Traditional Korean mask performance

Tongyeong ogwangdae is Korea's traditional mask performance which was selected as the sixth Important Intangible Cultural Property of Korea next to Pansori. It is a yeoongna-style mask performance, distributed mainly in Gyeongsangnam-do province in Korea. The meaning of its Korean name, ogwandae, is 'five clowns' because the play is organized with five different masked players and has five stories.

==History==
According to the Korean Culture and Information Service, Tongyeong ogwandae was started 90 years ago by Uiheunggye. Later, old people called Nansagye maintained it and Jang jae-bong who was in the group of Chunheunggye succeeded and restored it when he was 29 years old.
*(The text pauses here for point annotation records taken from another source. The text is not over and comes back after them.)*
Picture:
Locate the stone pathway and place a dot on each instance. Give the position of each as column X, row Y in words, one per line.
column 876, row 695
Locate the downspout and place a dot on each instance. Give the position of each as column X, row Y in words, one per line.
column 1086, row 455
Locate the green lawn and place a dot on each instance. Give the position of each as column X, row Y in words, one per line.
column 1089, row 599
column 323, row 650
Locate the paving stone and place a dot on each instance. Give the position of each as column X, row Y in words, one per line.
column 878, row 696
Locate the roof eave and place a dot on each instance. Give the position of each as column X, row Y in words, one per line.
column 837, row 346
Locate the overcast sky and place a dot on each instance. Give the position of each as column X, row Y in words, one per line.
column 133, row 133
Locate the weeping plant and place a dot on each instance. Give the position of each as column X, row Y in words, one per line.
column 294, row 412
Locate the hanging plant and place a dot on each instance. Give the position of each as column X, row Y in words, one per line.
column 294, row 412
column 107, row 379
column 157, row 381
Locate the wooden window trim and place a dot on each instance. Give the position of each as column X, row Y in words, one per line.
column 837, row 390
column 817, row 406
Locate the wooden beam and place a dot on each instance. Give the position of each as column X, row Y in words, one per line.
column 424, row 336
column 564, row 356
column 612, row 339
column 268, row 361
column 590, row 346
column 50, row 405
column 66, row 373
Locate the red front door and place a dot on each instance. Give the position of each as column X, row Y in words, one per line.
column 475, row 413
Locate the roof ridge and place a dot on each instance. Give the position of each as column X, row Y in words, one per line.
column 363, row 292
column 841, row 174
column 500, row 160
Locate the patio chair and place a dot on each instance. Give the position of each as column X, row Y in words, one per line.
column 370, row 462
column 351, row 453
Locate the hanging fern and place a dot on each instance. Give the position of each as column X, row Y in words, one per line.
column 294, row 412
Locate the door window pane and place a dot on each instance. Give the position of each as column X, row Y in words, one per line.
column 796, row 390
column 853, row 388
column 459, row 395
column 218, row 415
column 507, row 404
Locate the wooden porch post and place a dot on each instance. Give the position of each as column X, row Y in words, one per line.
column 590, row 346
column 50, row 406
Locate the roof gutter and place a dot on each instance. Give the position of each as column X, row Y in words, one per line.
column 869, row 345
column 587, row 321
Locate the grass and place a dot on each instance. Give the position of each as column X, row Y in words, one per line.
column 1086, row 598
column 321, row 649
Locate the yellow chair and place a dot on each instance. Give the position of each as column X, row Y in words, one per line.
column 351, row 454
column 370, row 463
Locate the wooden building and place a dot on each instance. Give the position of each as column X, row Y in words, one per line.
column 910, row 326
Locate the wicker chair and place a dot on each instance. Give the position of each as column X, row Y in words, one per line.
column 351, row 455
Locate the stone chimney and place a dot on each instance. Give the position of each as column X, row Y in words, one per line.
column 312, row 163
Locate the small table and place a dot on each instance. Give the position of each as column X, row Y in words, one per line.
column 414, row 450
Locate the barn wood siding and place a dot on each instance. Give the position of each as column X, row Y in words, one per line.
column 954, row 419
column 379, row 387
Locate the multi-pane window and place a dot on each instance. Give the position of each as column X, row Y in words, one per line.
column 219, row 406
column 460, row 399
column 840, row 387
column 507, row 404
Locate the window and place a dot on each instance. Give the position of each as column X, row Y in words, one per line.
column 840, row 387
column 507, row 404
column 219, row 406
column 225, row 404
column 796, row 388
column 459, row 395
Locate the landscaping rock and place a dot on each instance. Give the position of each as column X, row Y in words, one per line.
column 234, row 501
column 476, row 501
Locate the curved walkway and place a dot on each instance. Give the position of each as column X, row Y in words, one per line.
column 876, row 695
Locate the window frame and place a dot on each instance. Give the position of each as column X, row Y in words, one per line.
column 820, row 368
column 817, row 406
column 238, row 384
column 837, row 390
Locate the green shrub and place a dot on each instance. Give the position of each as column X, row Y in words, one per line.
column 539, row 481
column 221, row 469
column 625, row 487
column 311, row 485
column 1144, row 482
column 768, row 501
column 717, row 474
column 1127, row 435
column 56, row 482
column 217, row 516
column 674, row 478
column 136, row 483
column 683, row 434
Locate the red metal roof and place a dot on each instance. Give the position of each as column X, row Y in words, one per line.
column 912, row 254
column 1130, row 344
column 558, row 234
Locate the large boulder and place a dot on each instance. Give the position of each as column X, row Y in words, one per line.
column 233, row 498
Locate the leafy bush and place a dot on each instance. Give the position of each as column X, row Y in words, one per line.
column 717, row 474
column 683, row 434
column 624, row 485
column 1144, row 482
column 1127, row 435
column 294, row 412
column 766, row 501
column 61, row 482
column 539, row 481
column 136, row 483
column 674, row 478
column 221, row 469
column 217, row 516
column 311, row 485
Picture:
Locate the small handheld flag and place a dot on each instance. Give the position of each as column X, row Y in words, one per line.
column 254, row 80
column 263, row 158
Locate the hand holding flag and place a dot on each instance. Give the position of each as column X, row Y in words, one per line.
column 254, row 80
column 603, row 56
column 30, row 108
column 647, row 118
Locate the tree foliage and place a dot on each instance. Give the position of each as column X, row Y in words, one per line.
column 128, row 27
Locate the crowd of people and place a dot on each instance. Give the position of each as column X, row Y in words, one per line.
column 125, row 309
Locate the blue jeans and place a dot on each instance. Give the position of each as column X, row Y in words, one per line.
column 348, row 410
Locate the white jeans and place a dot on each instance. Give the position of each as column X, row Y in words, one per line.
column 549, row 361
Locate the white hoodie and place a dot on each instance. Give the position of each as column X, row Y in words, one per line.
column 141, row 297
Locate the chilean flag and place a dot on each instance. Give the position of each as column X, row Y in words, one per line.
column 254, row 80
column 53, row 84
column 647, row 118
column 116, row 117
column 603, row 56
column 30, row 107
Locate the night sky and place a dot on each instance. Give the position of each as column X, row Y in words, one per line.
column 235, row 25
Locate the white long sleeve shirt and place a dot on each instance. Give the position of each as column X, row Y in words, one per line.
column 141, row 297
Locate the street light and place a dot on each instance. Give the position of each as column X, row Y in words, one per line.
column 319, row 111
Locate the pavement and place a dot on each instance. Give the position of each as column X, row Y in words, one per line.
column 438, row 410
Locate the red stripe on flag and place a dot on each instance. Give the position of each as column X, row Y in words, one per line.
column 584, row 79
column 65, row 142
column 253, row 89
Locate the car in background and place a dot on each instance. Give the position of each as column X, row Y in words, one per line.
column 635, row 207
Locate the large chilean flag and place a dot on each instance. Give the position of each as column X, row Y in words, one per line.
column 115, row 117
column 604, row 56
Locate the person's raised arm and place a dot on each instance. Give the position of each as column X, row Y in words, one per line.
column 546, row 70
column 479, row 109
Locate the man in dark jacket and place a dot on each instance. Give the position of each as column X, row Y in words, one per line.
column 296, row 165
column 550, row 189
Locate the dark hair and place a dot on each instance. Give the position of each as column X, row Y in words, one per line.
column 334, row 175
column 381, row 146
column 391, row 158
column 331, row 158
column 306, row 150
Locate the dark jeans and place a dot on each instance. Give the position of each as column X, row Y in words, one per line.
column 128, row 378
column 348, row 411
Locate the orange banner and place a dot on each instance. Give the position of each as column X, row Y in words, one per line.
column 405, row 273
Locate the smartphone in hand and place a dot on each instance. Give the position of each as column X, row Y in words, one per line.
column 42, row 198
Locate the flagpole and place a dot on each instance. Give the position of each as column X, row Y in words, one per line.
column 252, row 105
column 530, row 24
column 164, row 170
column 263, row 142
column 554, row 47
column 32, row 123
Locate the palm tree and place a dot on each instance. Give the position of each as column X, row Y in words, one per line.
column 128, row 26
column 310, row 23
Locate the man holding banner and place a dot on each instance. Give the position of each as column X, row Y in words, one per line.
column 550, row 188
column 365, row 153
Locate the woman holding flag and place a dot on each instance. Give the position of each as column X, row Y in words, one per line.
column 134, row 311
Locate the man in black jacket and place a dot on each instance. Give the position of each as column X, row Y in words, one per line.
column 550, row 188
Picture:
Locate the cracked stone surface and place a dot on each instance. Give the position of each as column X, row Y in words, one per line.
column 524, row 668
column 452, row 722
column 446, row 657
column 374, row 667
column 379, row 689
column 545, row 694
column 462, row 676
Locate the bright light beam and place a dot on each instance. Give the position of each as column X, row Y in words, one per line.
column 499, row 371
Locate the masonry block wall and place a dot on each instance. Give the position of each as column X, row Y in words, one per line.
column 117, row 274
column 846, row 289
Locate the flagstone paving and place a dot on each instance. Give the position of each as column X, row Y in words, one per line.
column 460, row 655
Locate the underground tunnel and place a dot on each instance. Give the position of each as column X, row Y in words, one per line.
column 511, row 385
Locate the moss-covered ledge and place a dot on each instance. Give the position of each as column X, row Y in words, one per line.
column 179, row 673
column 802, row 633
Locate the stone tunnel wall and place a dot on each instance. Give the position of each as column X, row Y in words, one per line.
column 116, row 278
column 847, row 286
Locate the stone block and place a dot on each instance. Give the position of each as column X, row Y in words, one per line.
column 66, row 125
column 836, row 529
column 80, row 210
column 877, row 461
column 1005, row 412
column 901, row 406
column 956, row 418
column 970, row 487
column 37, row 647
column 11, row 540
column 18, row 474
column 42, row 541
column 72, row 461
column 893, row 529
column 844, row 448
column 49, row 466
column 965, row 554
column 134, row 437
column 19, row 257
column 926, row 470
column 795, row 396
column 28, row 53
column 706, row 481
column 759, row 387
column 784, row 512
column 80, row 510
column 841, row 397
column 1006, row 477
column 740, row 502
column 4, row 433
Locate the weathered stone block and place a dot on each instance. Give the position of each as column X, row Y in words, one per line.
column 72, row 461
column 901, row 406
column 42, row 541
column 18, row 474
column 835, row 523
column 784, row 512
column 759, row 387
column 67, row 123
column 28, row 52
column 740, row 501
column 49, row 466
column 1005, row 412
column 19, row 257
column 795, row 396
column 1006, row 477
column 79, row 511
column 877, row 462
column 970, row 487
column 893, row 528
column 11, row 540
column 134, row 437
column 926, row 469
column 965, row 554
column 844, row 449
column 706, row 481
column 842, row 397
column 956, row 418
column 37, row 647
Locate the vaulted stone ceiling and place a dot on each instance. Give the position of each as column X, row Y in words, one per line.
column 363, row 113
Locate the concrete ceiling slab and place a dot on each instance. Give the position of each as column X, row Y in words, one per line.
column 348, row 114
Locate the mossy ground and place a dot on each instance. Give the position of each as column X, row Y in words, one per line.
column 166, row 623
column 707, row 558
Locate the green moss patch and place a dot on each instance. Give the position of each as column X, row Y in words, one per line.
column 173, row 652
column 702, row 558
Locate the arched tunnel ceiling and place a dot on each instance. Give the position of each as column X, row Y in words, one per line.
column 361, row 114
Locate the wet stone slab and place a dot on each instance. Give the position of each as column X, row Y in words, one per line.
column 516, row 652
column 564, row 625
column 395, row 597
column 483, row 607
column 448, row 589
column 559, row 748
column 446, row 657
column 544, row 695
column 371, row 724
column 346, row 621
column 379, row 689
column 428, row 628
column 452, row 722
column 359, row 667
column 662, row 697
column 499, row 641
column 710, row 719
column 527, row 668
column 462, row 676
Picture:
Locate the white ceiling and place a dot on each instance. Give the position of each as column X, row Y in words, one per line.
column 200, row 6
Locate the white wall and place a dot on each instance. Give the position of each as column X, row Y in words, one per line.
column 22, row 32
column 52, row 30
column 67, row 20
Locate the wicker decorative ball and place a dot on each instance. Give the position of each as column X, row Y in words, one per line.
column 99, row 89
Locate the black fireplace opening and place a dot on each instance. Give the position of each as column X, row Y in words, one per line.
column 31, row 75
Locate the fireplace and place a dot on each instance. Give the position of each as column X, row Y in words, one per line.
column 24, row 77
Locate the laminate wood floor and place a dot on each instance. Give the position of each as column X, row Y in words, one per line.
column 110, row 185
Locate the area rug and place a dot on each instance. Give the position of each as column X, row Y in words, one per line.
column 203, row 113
With its origin in the 16th century in Yongyouung, the navy force was established; on the last day of the year, people gathered for a ceremony with mask performances. 30 musicians who were drafted in the navy from small islands practiced starting the 28th of the twelfth month of the lunar year. They marched in procession in the office district and then private houses from New Year's Eve until the 15th of January. The performance was a kind of ceremony to exorcise evil spirits. The name of the mask Junggwandae leads the procession chanting Buddhist prayers to exorcise ghosts. The performance portrays the lives of ordinary people, satirizes the landed gentry, and ridicules the problem of wives. The most serious satire is the performance of Malttugi mocking noblemen. Currently Tongyeong ogwangdae is the only traditional Korean dance which has the sajachum.

==Procedures==
The directing of Tongyeong ogwangdae is similar to other five-story mask dances in Korea but the percussion accompaniment has the characteristic style of the province. Ogwandae's dancing is called dutbegi and Malttuki's dancing is an active sword dance but becomes more calm. The first story is about Mundung-tal. Mundung comes out with instruments and dances with lamentation. He says that his incurable illness is due to his ancestors. The second story is about Pungja-tal. Malttuki comes out and ridicules seven noblemen and argues that he is the only noble. The third story is about Youngno-tal, who is a monster. He eats everything and says he has eaten 99 noblemen and will become a dragon if he eats one more nobleman. The nobleman claims that he is not a noble but Youngno finds him. The fourth story is about Nongchang-tal. Two monks dance for jaejagaksi and are thrown out by the grandmother. The last story is about Posu-tal. A marten comes out and is eaten by the lion and it dies by the cather (law of the jungle).

==Transmission==
Tongyeong ogwangdae became an Important Intangible Cultural Property of Korea in 1964. At that time, the holders were designated Jang jae-bong, Oh Jung-du, Kim jin-su, Gu sam-bong, Go young-su, Mun Chang-seob, Kim sam sung, and Yoo ding-ju.